The railway town of Crewe in Cheshire, England, contains 34 buildings recorded in the National Heritage List for England as designated listed buildings. Each is at Grade II, the lowest of the three gradings given to listed buildings, and applied to "buildings of national importance and special interest". Until the Grand Junction Railway established a railway station in 1837, Crewe was a "tiny township with a few farms". There are only two listed buildings dating from before the arrival of the railway: a much altered farmhouse that probably originated in the 16th century and a timber-framed farmhouse dating from the late 17th century. In 1842 the locomotive works opened, and Crewe had become an important railway junction, with lines coming from Birmingham and the south, and then going on to Chester, Manchester, and Liverpool. Houses were built to accommodate the railway workers. Most of these have been demolished, but some have survived and have been listed; these are in Betley, Dorfold, Tollitt, and Victoria Streets. There is also a surviving manager's house at 47 Delamere Street.

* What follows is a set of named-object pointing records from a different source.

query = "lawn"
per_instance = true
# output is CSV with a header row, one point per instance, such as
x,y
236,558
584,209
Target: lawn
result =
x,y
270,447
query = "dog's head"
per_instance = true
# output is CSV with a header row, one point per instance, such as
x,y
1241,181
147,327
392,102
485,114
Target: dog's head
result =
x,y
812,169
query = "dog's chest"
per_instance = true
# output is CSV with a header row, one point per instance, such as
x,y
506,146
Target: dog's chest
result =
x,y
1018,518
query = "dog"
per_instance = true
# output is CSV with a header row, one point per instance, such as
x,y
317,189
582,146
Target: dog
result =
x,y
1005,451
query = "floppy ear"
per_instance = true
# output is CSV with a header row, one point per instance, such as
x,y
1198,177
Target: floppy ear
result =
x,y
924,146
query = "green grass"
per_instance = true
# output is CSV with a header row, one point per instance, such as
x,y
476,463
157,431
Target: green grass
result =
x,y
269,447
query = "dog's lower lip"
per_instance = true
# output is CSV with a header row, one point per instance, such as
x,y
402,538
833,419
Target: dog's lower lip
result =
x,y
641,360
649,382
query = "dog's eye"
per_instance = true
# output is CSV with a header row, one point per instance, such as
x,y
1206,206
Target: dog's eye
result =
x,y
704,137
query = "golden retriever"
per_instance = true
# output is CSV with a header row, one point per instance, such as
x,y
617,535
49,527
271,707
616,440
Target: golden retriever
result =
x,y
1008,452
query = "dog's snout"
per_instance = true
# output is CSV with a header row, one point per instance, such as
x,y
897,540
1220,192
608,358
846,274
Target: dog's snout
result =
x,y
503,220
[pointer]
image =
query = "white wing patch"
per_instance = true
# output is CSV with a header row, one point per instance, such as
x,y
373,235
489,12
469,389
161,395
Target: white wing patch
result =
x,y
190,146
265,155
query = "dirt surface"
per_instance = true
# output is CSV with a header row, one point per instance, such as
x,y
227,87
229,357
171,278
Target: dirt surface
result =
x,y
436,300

Churches and chapels were built to serve the workers, and seven survivors, or part-survivors are listed. With the development of the town came civic buildings, listed examples of which include the Municipal Building, the Market Hall, an orphanage, and a theatre. Notable educational establishments are the listed Ruskin Road School and a teacher-training college now part of Manchester Metropolitan University. To provide a place of recreation for the workers, the railway established Queens Park in 1887–88, commissioning Edward Kemp to assist in its design. (Note: The park is listed at Grade II* in the Register of Historic Parks and Gardens.) The listed buildings in the park are its two lodges, a clock tower, and a memorial to those lost in the South African Wars. Later, in 1922, came a memorial to the First World War, which was originally sited in the Market Square. In 2020 another war memorial was listed to remember workers from the Crewe tranship shed.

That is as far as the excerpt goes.